POST /v2/webhooks/subscriptions/{subscription_id}/ping

Example Request

curl -X POST https://partner.<region>.onfirstup.com/v2/webhooks/subscriptions/abc123/ping \
  -H "Authorization: Bearer <ACCESS_TOKEN>"

Example Response

{
  "data": {
    "delivery": {
      "id": "abc123-456",
      "status": "success"
    },
    "subscription": {
      "id": "abc123",
      "url": "https://example.com/webhook"
    }
  }
}

A 200 response means your webhook endpoint was reachable and accepted the ping.
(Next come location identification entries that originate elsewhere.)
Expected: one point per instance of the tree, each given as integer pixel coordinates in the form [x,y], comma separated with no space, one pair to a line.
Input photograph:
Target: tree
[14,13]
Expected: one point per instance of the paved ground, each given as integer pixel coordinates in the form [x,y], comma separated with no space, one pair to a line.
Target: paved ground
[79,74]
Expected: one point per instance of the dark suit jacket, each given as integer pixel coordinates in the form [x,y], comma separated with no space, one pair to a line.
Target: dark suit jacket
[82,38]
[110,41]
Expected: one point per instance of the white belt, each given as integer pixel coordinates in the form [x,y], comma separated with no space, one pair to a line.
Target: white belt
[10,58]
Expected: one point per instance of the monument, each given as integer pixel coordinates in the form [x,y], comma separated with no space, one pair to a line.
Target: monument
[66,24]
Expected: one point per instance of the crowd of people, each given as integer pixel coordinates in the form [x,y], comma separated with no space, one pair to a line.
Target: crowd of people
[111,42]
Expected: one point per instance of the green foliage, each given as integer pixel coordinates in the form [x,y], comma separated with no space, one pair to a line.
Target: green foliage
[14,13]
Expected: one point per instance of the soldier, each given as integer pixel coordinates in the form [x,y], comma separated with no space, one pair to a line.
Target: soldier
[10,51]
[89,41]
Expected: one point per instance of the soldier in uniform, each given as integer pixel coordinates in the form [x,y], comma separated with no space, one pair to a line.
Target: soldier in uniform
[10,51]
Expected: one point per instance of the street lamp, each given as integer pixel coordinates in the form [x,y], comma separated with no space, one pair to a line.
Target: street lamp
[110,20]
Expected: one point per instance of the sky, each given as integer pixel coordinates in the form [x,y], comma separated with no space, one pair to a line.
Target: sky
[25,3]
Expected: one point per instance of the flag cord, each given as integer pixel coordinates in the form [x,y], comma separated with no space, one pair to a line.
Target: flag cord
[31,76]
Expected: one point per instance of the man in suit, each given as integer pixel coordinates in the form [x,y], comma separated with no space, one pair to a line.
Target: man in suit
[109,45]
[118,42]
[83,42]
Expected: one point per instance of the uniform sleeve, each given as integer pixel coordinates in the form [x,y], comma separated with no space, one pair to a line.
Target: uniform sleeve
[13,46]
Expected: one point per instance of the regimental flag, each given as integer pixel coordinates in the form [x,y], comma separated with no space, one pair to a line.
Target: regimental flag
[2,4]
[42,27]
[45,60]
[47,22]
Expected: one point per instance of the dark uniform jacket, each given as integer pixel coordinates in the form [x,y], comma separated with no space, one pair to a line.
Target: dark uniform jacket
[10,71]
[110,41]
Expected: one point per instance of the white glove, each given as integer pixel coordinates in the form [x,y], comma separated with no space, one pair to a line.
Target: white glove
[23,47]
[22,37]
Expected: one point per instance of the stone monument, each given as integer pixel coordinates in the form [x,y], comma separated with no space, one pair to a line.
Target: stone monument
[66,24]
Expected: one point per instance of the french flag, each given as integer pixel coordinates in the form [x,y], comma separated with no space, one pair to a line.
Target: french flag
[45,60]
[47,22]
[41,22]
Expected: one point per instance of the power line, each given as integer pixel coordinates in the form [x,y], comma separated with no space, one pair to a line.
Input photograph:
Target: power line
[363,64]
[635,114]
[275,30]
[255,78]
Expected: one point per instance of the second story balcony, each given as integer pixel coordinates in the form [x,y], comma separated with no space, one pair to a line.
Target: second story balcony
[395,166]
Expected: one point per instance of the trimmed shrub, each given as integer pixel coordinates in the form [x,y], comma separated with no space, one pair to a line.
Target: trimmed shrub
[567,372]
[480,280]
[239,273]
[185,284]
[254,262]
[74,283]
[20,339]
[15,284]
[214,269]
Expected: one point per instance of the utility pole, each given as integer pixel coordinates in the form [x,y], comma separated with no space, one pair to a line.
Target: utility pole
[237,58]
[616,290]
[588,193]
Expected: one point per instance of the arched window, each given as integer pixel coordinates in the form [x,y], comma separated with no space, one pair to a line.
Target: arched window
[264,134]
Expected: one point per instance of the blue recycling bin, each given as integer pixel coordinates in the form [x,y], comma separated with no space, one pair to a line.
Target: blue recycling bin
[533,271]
If your endpoint returns a 5xx status, Firstup retries the delivery up to 5 times.

Pagination

Listing webhook subscriptions supports cursor-based pagination.

Example Request

GET /v2/webhooks/subscriptions?page.size=10

Example Response

{
  "data": [ ... ],
  "meta": {
    "pagination": {
      "cursor": "current-cursor-value",
      "next": "next-cursor-value",
      "page_size": 10
    }
  }
}

To fetch the next page, pass the meta.pagination.next value as the cursor in your next request:

GET /v2/webhooks/subscriptions?page.cursor=next-cursor-value

Refer to Pagination Overview for more guidance on pagination.

Best Practices

  • Use a unique authorization_header token per integration partner.
  • Verify the token in your handler before processing payloads.
  • Return a 2xx response quickly; longer processing should happen asynchronously.
  • Log the X-SocialChorus-Delivery header to correlate retries.
  • Webhooks retry automatically on any 5xx response.